Kelly wants to combine the two state agencies handling social welfare with the office that handles juvenile justice services. The new agency would be called the Department of Human Services. Experts say they’re optimistic, but the changes will create their difficulties, including the merging of social work and criminal justice cultures.
Human Services, under the Kelly plan, would knit together these operations:
The Department for Children and Families, which oversees foster care, adoption, family preservation services, food stamps and other welfare programs;
The Kansas Department for Aging and Disability Services, which oversees mental health and programs for the elderly and disabled;
And juvenile justice services for children who are charged with crimes, run by the Kansas Department of Corrections.
In a news conference, Kelly and Laura Howard, her secretary of KDADS and DCF, said the new agency would streamline services for families and children, especially “crossover youth” — children who are involved in both the foster care and criminal justice systems.
Republican leaders in the state Legislature criticized the governor for not consulting them.
Many details of the merger remain unsettled.
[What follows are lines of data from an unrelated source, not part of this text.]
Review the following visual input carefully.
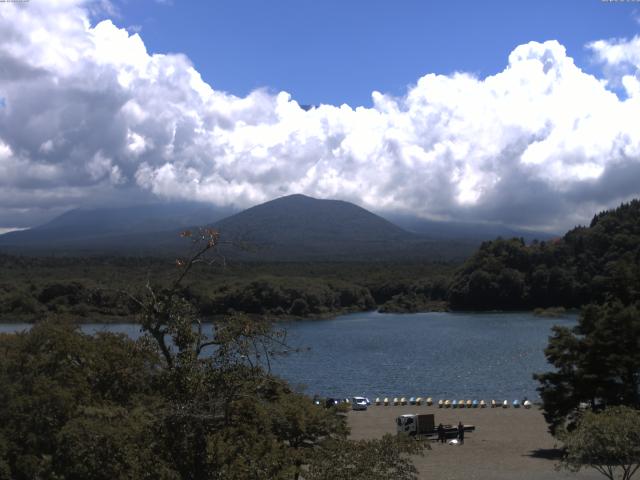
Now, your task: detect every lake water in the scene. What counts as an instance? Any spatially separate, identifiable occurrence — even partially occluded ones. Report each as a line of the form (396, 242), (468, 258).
(0, 312), (576, 400)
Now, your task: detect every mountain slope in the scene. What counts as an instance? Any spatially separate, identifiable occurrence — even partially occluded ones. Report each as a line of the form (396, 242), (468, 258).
(214, 195), (472, 261)
(0, 195), (477, 261)
(0, 202), (233, 251)
(449, 200), (640, 309)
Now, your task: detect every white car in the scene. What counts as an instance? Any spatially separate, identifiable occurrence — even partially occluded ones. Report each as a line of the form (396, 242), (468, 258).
(351, 397), (368, 410)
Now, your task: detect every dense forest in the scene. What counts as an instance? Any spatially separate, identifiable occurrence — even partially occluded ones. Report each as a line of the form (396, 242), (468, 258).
(0, 255), (456, 322)
(0, 200), (640, 322)
(448, 200), (640, 310)
(0, 232), (425, 480)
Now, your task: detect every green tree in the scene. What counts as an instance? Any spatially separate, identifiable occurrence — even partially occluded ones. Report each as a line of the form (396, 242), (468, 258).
(534, 301), (640, 434)
(304, 434), (427, 480)
(560, 406), (640, 480)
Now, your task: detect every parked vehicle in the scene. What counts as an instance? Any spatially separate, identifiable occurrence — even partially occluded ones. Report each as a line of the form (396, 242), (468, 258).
(351, 397), (369, 410)
(396, 413), (476, 438)
(396, 413), (435, 437)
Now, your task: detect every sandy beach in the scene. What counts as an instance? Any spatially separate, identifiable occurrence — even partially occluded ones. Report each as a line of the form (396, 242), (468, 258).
(348, 405), (603, 480)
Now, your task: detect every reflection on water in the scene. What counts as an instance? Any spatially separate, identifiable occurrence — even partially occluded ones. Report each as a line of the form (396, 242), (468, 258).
(0, 312), (576, 400)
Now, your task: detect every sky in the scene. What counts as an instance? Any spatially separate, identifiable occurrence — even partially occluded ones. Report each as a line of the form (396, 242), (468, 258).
(0, 0), (640, 232)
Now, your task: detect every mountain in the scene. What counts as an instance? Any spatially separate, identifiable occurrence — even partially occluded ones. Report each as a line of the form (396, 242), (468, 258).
(213, 195), (422, 260)
(0, 195), (477, 261)
(0, 202), (234, 253)
(383, 215), (558, 244)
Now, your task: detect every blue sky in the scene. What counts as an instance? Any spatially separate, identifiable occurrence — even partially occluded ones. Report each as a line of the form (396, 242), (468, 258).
(116, 0), (640, 106)
(0, 0), (640, 231)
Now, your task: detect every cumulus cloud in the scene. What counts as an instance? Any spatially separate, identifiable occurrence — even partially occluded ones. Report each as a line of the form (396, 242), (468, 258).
(0, 0), (640, 229)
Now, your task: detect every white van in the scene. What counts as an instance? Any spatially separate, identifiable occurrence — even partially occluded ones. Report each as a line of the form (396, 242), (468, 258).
(351, 397), (368, 410)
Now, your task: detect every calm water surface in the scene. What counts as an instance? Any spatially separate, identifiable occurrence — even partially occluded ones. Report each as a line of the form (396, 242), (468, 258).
(0, 312), (576, 400)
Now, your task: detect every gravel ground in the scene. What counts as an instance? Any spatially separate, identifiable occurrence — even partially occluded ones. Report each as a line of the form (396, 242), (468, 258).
(348, 405), (604, 480)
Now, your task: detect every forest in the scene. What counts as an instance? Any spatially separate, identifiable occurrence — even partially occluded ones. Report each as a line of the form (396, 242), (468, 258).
(0, 200), (640, 322)
(0, 255), (456, 322)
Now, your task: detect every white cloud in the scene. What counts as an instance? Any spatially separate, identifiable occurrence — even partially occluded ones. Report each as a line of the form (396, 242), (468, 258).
(0, 0), (640, 232)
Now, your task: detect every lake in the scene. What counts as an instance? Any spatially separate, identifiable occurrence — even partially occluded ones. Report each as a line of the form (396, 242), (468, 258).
(0, 312), (577, 400)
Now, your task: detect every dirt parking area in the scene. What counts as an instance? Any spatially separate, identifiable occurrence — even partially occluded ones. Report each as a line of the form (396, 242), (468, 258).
(348, 405), (604, 480)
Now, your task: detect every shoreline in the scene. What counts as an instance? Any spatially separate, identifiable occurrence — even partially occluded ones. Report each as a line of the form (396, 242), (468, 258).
(347, 405), (602, 480)
(0, 308), (580, 325)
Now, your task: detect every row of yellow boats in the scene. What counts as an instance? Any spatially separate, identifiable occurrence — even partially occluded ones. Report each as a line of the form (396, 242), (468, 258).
(375, 397), (532, 408)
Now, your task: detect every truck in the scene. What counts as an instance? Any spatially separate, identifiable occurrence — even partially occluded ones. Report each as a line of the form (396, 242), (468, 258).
(396, 413), (436, 437)
(396, 413), (476, 438)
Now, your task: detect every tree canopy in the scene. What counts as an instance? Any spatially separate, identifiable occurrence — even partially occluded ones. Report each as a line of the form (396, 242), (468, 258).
(560, 406), (640, 480)
(535, 301), (640, 433)
(0, 230), (424, 480)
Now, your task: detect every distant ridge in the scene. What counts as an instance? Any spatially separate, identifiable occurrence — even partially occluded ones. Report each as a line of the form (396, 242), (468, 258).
(0, 194), (500, 261)
(0, 202), (234, 254)
(214, 194), (421, 259)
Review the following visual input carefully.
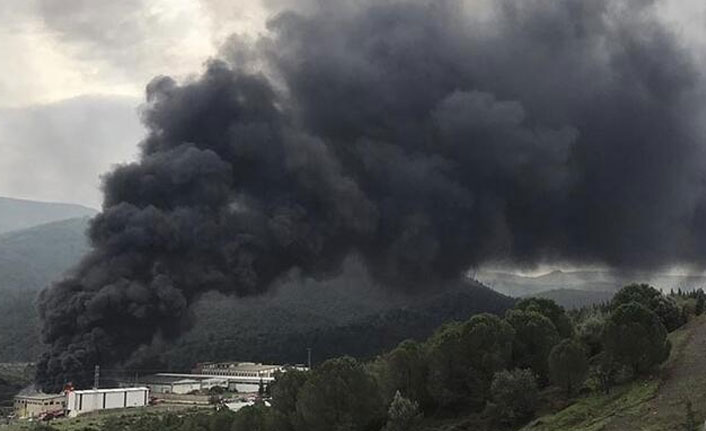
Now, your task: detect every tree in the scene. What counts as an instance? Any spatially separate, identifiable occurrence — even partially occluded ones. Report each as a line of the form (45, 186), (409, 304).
(491, 369), (539, 424)
(682, 400), (702, 431)
(515, 298), (574, 338)
(427, 314), (514, 411)
(383, 391), (422, 431)
(576, 314), (605, 357)
(505, 310), (560, 381)
(232, 403), (272, 431)
(694, 289), (706, 316)
(549, 339), (588, 396)
(603, 302), (671, 374)
(270, 369), (310, 429)
(591, 351), (620, 394)
(296, 357), (385, 431)
(378, 340), (430, 405)
(611, 284), (686, 332)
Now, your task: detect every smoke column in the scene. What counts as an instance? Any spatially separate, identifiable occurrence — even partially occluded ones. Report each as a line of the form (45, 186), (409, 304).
(38, 0), (706, 389)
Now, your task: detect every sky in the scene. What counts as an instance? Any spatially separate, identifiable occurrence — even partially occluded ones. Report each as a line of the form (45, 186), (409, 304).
(0, 0), (706, 208)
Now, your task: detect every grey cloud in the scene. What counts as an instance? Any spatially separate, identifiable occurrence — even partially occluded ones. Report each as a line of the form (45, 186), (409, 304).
(0, 96), (145, 207)
(38, 0), (706, 388)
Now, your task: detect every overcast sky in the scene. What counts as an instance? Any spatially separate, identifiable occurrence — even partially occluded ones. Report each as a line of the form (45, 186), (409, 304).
(0, 0), (706, 207)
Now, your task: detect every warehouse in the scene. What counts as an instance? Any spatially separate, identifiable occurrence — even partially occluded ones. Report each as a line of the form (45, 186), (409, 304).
(66, 387), (149, 417)
(193, 362), (285, 378)
(131, 374), (201, 394)
(15, 393), (66, 418)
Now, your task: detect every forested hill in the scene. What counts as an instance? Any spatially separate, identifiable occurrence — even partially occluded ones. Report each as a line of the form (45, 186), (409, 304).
(0, 197), (96, 233)
(164, 282), (514, 369)
(0, 217), (89, 290)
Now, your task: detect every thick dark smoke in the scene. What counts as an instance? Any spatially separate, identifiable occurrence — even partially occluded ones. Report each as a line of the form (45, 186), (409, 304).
(38, 0), (706, 388)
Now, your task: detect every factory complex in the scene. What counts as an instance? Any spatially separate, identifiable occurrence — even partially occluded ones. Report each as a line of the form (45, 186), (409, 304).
(14, 362), (306, 419)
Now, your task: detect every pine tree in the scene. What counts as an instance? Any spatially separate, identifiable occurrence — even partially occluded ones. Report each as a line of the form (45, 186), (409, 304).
(383, 391), (422, 431)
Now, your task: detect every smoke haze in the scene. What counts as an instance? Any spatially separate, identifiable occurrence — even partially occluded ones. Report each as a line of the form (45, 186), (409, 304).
(38, 0), (706, 388)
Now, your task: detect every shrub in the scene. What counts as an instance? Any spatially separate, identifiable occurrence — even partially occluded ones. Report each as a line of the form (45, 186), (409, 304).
(603, 302), (671, 374)
(490, 369), (539, 424)
(549, 339), (588, 396)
They’ll be unveiled when the governor releases her executive reorganization order in a few weeks.
“One of the biggest benefits is providing more seamless access for individuals and families to government human services,” Howard said. “Sometimes, it can be really complex to navigate all of those different systems.”
The current separation of systems can result in children falling through the cracks, said Rachel Marsh, vice president of advocacy at St. Francis Ministries, one of the state’s largest private foster care contractors. One part of the system may not recognize that a child has needs in other areas.
“The corrections department might look at a child’s behaviors and whether they’re at risk for further juvenile justice involvement,” Marsh said. “The mental health system might look at whether a child is struggling with a particular mental health diagnosis.”
Both DCF and KDADS have employment assistance services. And a family may use benefits like cash and food assistance while its elderly members use KDADS services.
Those same families may also land in the child welfare system, Howard said. Some children may be involved in both the juvenile justice system, run by the corrections department, and the foster care system, run by DCF. Those children may also need mental health services run by KDADS.
“I see some real benefits to managing that within the context of a single agency,” Howard said.